Mario Götze: "Ich habe ehrgeizige Ziele"

"Ich habe ehrgeizige Ziele, ich will noch die Champions League gewinnen", sagte Götze im Winter letzten Jahres und wurde dafür belächelt. Doch ein erster Schritt ist getan, die PSV mit Götze ist auf dem besten Weg zurück in die Königsklasse.

Und dazu trägt der 29-Jährige auch seinen Teil bei. 624 Tage nach seinem letzten Startelfeinsatz in der Champions League (beim 3:2 des BVB gegen Inter im November 2019) hörte Götze wieder die Hymne des Wettbewerbs und zeigte gleich, warum er einst Weltmeister wurde und als größtes Talent des Landes, wenn nicht Europas galt. 

Auf seiner Paradeposition, im zentralen offensiven Mittelfeld, durfte Götze im Hinspiel der 3. Runde der Champions-League-Qualifikation gegen Galatasaray Istanbul ran. Zwei Treffer, darunter eine traumhafte Kombination zum 3:1, steuerte er bei

"Was für ein Abend - was für eine Mannschaft", jubelte Götze auf Twitter: "Tore auf der großen Bühne fühlen sich immer besonders an, besonders mit Fans im Rücken. Ich bin sehr glücklich über meine beiden Treffer - und Eran Zahavi hat auch nicht so schlecht gespielt..."

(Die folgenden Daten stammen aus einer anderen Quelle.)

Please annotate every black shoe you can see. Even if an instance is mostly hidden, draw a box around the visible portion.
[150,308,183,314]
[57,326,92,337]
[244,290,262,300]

In der Tat: Zahavi stahl ihm mit drei Treffern und einer Vorlage sogar ein wenig die Show.

Doch die Show will er gar nicht, das bestätigt auch sein Trainer Roger Schmidt: "Mario ist kein Kommentator, er ist ein Macher", so der Ex-Coach von Bayer Leverkusen über den eigentlich "unrealistischen" Transfer Mario Götze.

 

Nachdem er jahrelang im Mittelpunkt stand und die viel zu hoch gesteckten Erwartungen nicht erfüllen konnte, ist es vielleicht nicht schlecht für ihn, sich still und leise wieder in Bestform zu bringen. Die hat er noch lange nicht, doch die größte Bühne in Europa, die Champions League, ist die beste Hilfe, um dort wieder hinzukommen.

Und wer weiß, welche Pläne Neu-Bundestrainer Hansi Flick verfolgt? Möglicherweise spielt der Name Mario Götze ja eine Rolle.